Please review the Planning and Recommended Configurations pages before proceeding.

In order to use Domain Time as a PTP Master, you must make the following configuration choices on the Obtain the Time property page on the Domain Time applet:

  1. Choose the Set this machine's clock by querying a list of servers radio-button.

  2. You may configure Domain Time Server as either the primary Grandmaster clock (using the Default, Enterprise, or Telecom profile), or as a backup master (using the Default or Enterprise profile).

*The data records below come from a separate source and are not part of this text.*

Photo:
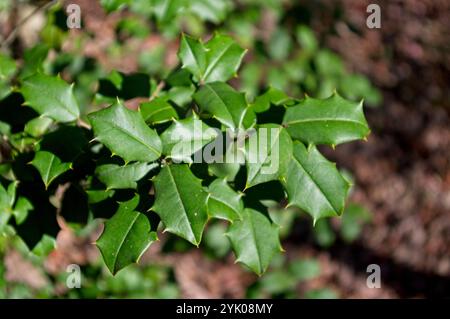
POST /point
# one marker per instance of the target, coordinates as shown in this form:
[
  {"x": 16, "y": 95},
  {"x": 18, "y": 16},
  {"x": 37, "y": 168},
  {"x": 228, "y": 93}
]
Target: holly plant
[{"x": 194, "y": 150}]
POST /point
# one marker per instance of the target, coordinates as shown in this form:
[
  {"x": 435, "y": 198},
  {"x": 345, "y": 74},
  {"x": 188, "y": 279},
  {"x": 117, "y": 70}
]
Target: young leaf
[
  {"x": 225, "y": 104},
  {"x": 181, "y": 202},
  {"x": 271, "y": 96},
  {"x": 223, "y": 57},
  {"x": 314, "y": 184},
  {"x": 50, "y": 96},
  {"x": 223, "y": 201},
  {"x": 185, "y": 137},
  {"x": 125, "y": 133},
  {"x": 49, "y": 166},
  {"x": 255, "y": 240},
  {"x": 268, "y": 153},
  {"x": 193, "y": 56},
  {"x": 126, "y": 236},
  {"x": 217, "y": 60},
  {"x": 157, "y": 111},
  {"x": 330, "y": 121},
  {"x": 120, "y": 177}
]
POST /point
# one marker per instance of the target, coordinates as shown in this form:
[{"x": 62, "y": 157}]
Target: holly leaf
[
  {"x": 216, "y": 60},
  {"x": 223, "y": 56},
  {"x": 125, "y": 133},
  {"x": 314, "y": 184},
  {"x": 331, "y": 121},
  {"x": 225, "y": 104},
  {"x": 185, "y": 137},
  {"x": 268, "y": 153},
  {"x": 45, "y": 246},
  {"x": 157, "y": 111},
  {"x": 49, "y": 166},
  {"x": 50, "y": 96},
  {"x": 7, "y": 67},
  {"x": 181, "y": 202},
  {"x": 223, "y": 201},
  {"x": 126, "y": 236},
  {"x": 193, "y": 56},
  {"x": 255, "y": 240},
  {"x": 122, "y": 177}
]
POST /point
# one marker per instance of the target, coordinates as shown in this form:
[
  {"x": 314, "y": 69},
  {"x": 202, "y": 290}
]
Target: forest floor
[{"x": 402, "y": 173}]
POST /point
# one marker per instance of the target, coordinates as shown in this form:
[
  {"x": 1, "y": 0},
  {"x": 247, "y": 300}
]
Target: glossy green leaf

    If this machine will be the primary Grandmaster on the network:

    1. Configure Domain Time Server to get its time from at least one (preferably three or more) trusted external time sources using either the DT2 or NTP time protocols. Note: You cannot configure Domain Time Server to obtain the time via PTP from a different master and also simultaneously serve the time using PTP (i.e. act as a boundary clock).

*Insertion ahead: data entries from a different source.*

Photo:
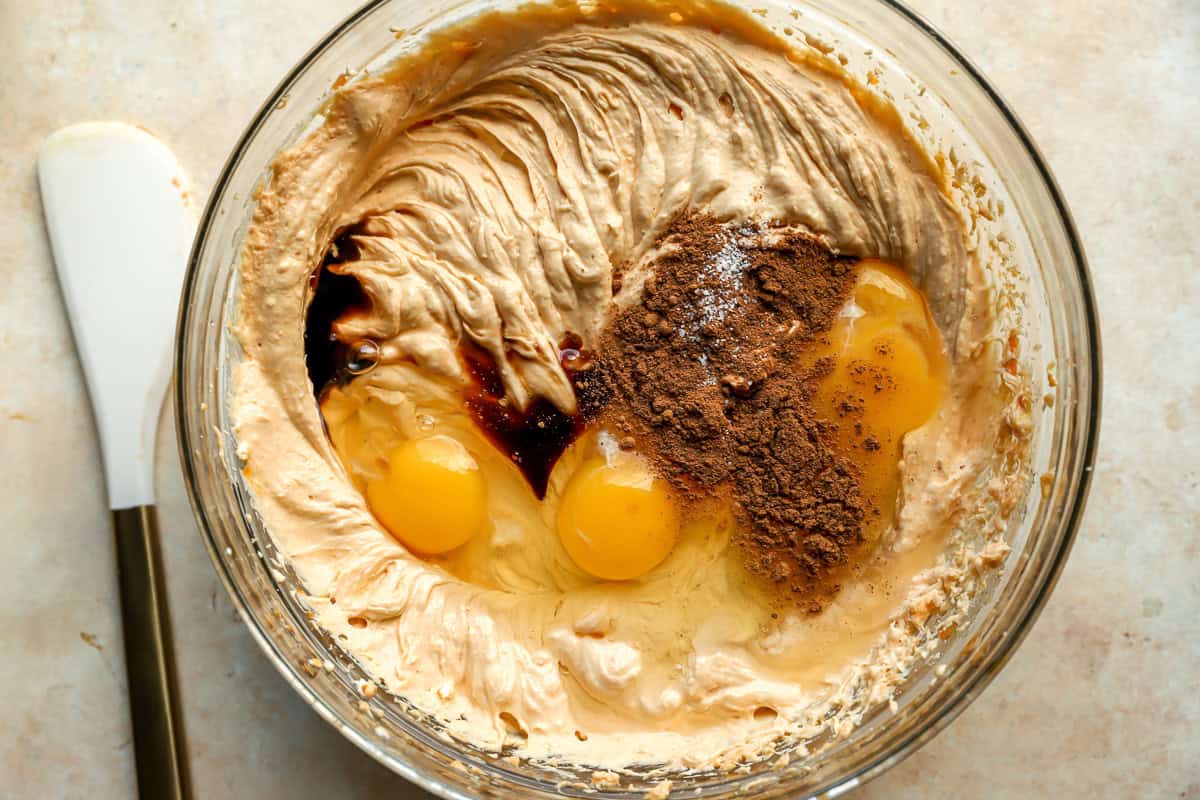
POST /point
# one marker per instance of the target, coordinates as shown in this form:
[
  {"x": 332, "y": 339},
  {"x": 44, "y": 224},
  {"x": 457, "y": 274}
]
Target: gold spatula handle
[{"x": 159, "y": 744}]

      By default, Domain Time Server will not act as a PTP Master unless it is correctly setting its own time from external sources. If you are on a closed network with no access to external time sources (or you have an internal clock card that sets the internal system clock time), you may set Domain Time Server to use the internal Windows clock as its source. To do this:

      1. Uncheck the Refuse to serve time until this machine's clock has been set checkbox.
      2. Uncheck or remove all listed time sources from the Time Sources list box

      Note: On versions, prior to 5.2.b.20200930, per the IEEE 1588 2008 RFC's the Priority 1, Priority 2, and clock accuracy are automatically set to minimum values (regardless of how you have them configured), which may prevent the server from winning the Best Master Clock election. To workaround this limitation on older versions, uncheck all time sources in the list box, then Add a new NTP time source using localhost as the host name. That way, Domain Time Server will look at itself to get the time when it starts. The PTP Server will then use the local clock as its source, but serve time using PTP with the Priority 1, Priority 2, and Clock Accuracy settings as you've configured them.

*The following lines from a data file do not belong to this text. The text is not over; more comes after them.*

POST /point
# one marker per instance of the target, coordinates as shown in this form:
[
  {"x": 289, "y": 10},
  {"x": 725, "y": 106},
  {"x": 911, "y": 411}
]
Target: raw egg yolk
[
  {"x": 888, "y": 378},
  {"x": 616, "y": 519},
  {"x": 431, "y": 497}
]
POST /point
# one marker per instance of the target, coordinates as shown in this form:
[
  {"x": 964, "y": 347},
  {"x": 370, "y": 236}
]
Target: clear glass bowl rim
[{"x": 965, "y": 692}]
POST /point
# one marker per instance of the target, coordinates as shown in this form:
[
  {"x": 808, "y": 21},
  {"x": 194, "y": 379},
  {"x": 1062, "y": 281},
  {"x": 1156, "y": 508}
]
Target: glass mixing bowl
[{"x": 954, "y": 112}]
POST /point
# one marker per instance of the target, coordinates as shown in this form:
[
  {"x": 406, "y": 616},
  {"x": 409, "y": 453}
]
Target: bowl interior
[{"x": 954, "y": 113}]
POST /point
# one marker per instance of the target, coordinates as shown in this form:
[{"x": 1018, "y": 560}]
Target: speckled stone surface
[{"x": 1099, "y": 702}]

      On version 5.2.b.202020930 and later, PTP configuration settings are always honored, so we recommend you upgrade if possible.

      See the Obtain the Time property page for more info on configuring time sources.

    2. Check the Analyze time samples and choose the best, or average equally good samples checkbox. This ensures Domain Time Server will select the most accurate time from among your listed sources.

    3. On the Timings property page, set both the Check Interval when able to get and correct the time and Check Interval when getting the fails settings to use the same fixed period, i.e. every 1 minute.

    4. On the Domain Role property page, uncheck both the Enable cascade signals and Enable Advisory signals checkboxes. If you have other Domain Time Servers, you may consider disabling these settings on those machines as well. These signals help Domain Time machines running NTP or DT2 protocols to converge more quickly across your domain, but the extra sync triggers can cause problems for Domain Time PTP slaves by shortening their sample collection period unexpectedly.

    5. If this machine will be a backup master using the Default or Enterprise profiles, also configure the machine to be a PTP slave as described above. Telecom profile masters cannot be configured as backup slaves.

  3. Be sure the Enable IEEE 1588 Precision Time Protocol (PTP) checkbox is checked, then click the Options link to display the IEEE Precision Time Protocol Options page. Review the listed options for PTP Domain, PTP Profile, Delay Transport, and IPv6 Scope to be sure they're set as you'd like. In most cases, the default settings are correct. Note that domain numbers from 0-127 are assumed to be PTP v2.0 domains unless overridden on the Master Options dialog. Domains above that range are always assumed to be v2.1.

  4. Then, click the button to display the Master Options dialog page. Check the Allow this machine to become a PTP server checkbox. Domain Time will then participate in the PTP Best Master Clock election process.

  5. If the Send PTP v2.1 messages regardless of Domain number checkbox is checked, Domain Time will act as a v2.1 Master regardless of the domain number selected on the PTP Options page. Otherwise, it will serve v2.0 if the domain is between 0-127 and v2.1 if it is above that range.

  6. Decide if you want to be a Two-Step Master. As of v5.2.b.20190331, Domain Time can act as either a One-Step (Sync messages only) or Two-Step (Sync and Sync Followup messages) Master clock. In some environments, Two-Step operation can help slightly with accuracy, at a cost of doubling Sync traffic. In most cases, acting as a One-Step master is preferred.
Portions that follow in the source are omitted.